Ici, les cannibales, à l'appétit pantagruélique, ne font pas de prisonnier. Les victimes infortunées sont manu militari clouées au pilori.

Tout d'abord amputés de leurs membres, ils sont ensuite disséqués, anatomisés, décharnés et écartelés par leurs tortionnaires affamés. Vous l'avez donc compris. Histoires de Cannibales ne badine pas avec la barbaque ni la tripaille. Hélas, nonobstant ses arguties et son côté pittoresque, le film de Tsui Hark n'est pas exempt de tout grief. Tout d'abord, le scénario est plutôt simplissime et lapidaire. Le script repose, in fine, sur la seule règle d'or de ce village peuplé d'anthropophages : on entre, mais on ne ressort jamais. Telle est, par ailleurs, l'admonition emphatique de son chef potentat. 
Quant au héros du film, un certain agent 999, ce dernier devra se colleter et se départir avec une peuplée de sauvageons insatiables. Histoires de Cannibales possède donc un sacré potentiel, potentiel que Tsui Hark n'exploite qu'avec frilosité.
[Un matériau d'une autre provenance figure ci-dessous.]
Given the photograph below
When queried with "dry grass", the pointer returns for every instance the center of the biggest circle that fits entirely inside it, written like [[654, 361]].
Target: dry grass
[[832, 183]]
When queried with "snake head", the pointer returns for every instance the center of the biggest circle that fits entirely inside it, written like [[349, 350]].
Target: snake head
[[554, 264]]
Parcimonieux, le cinéaste oblique sciemment vers les pitreries et l'ubuesque. Or, Histoires de Cannibales aurait probablement gagné en scabrosité en tangentant vers davantage de barbarisme et de primitivisme. Formellement, Histoires de Cannibales s'approxime à une sorte de salmigondis filmique qui tergiverse continûment entre le film d'arts martiaux et l'horreur en mode sardonique. Sur ces entrefaites, le métrage repose uniquement sur l'érudition de son metteur en scène démiurgique. Finaud, Tsui Hark offre et prodigue une pellicule à la fois gore et désopilante.
Faute est de constater que l'on ne s'ennuie jamais. Dès le préambule, la tension est palpable et Tsui Hark nous assène plusieurs uppercuts à la chaîne. Indiscutablement, Histoires de Cannibales ne flagornera pas un large audimat. Le film s'adresse davantage aux aficionados de pellicules régressives et dénotatives, un exercice dans lequel Tsui Hark excelle.